Mark Povich (Washington University, St. Louis)
An account of distinctively mathematical explanation (DME) should satisfy three desiderata: it should account for the modal import of DMEs; it should distinguish uses of mathematics in explanation that are distinctively mathematical from those that are not (Baron 2016); and it should also account for the directionality of DMEs (Craver and Povich 2017). Baron’s (forthcoming) deductive-mathematical account, because it is modeled on the deductive-nomological account, is unlikely to satisfy these desiderata. I provide a counterfactual account of distinctively mathematical explanation, the Narrow Counterfactual Account (NCA), that can satisfy all three desiderata.
NCA satisfies the three desiderata by following Lange (2013; but not Lange 2017, apparently) in taking the explananda of DMEs to be of a special, narrow sort. Baron (2016) argues that a counterfactual account cannot satisfy the second desideratum, because such an account, according to Baron, holds that an explanation is a DME when it shows a natural fact to depend counterfactually on a mathematical fact. However, this does not distinguish DMEs from non-DMEs that employ mathematical premises. NCA satisfies the second desideratum by narrowing the explanandum so that it depends counterfactually *only* on mathematical fact. Such an explanandum is subject to a DME. This narrowing maneuver also allows NCA to satisfy the first desideratum. Since the narrowed explanandum depends counterfactually only on a mathematical fact, changes in any empirical fact have no "effect" on the explanandum.
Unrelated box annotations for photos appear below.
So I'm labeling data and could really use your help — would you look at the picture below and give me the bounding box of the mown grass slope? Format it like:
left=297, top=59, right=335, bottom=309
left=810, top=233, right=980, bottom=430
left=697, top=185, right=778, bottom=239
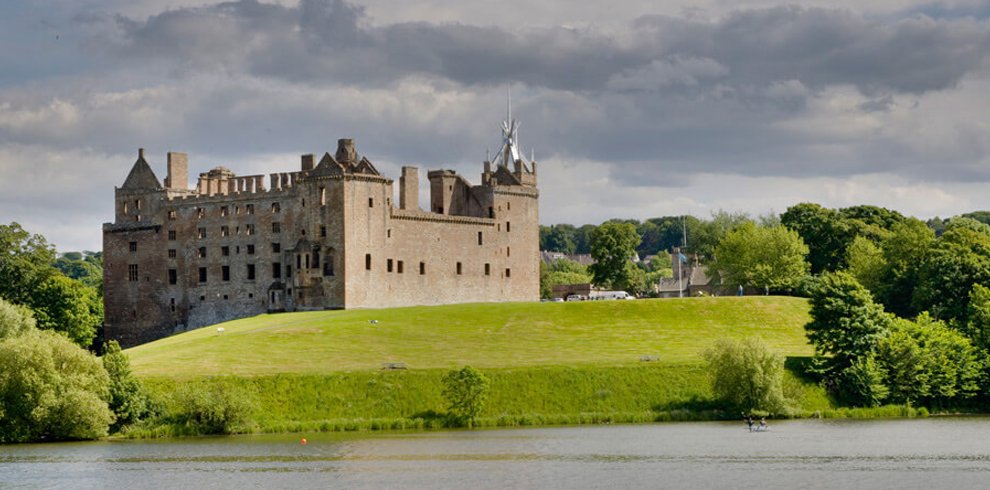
left=127, top=296, right=812, bottom=379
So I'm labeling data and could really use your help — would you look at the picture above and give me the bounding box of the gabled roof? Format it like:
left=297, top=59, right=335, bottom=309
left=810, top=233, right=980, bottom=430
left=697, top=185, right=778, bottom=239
left=120, top=148, right=162, bottom=189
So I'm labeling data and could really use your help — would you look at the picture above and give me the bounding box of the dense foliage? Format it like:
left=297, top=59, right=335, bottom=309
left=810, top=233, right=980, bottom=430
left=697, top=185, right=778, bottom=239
left=710, top=223, right=808, bottom=291
left=441, top=366, right=490, bottom=425
left=705, top=338, right=784, bottom=413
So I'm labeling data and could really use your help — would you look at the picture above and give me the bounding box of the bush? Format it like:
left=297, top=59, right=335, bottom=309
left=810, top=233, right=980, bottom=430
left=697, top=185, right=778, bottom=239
left=0, top=331, right=114, bottom=443
left=704, top=339, right=784, bottom=413
left=103, top=340, right=148, bottom=431
left=173, top=380, right=255, bottom=434
left=441, top=366, right=489, bottom=425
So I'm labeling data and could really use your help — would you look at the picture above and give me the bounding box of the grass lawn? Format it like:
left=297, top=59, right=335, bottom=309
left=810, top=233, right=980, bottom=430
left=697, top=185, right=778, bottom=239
left=127, top=296, right=813, bottom=379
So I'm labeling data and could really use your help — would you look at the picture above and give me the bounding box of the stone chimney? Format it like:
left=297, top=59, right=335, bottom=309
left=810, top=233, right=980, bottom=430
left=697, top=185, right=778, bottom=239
left=302, top=153, right=316, bottom=172
left=399, top=167, right=419, bottom=210
left=334, top=138, right=357, bottom=164
left=166, top=150, right=189, bottom=191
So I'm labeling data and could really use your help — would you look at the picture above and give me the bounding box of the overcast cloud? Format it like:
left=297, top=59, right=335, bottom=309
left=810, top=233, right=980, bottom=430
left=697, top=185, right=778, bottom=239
left=0, top=0, right=990, bottom=250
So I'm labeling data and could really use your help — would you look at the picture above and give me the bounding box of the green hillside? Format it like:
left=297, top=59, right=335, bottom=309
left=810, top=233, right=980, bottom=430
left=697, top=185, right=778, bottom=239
left=127, top=296, right=812, bottom=378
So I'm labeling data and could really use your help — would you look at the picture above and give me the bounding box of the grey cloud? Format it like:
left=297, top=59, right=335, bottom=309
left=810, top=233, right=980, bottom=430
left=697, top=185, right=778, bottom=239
left=99, top=0, right=990, bottom=94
Narrowing the explanandum satisfies the third desideratum, because Craver and Povich's (2017) "reversals" are not DMEs according to NCA. To see this, consider the case of Terry's Trefoil Knot (Lange 2013). The explanandum is the fact that Terry failed to untie his shoelace. The explanantia are the empirical fact that Terry's shoelace contains a trefoil knot and the mathematical fact that the trefoil knot is distinct from the unknot. Craver and Povich (2017) point out that it is also the case that the fact that Terry’s shoelace does not contain a trefoil knot follows from the empirical fact that Terry untied his shoelace and the mathematical fact that the trefoil knot is distinct from the unknot. (One can stipulate an artificial context where the empirical fact partly constitutes the explanandum.) However, if we narrow the explananda, NCA counts Terry’s Trefoil Knot as a DME and not Craver and Povich’s reversal of it. This is because the first of the following counterfactuals is arguably true, but the second is arguably false: 1) Were the trefoil knot isotopic to the unknot, Terry would have untied his shoelace that contains a trefoil knot. 2) Were the trefoil knot isotopic to the unknot, Terry would have had a trefoil knot in the shoelace that he untied. (I use Baron, Colyvan, and Ripley’s [2017] framework for evaluating counterfactuals with mathematically impossible antecedents, so that these two counterfactuals get the right truth-values.) The same is shown for all of Lange’s paradigm examples of DME and Craver and Povich's "reversals".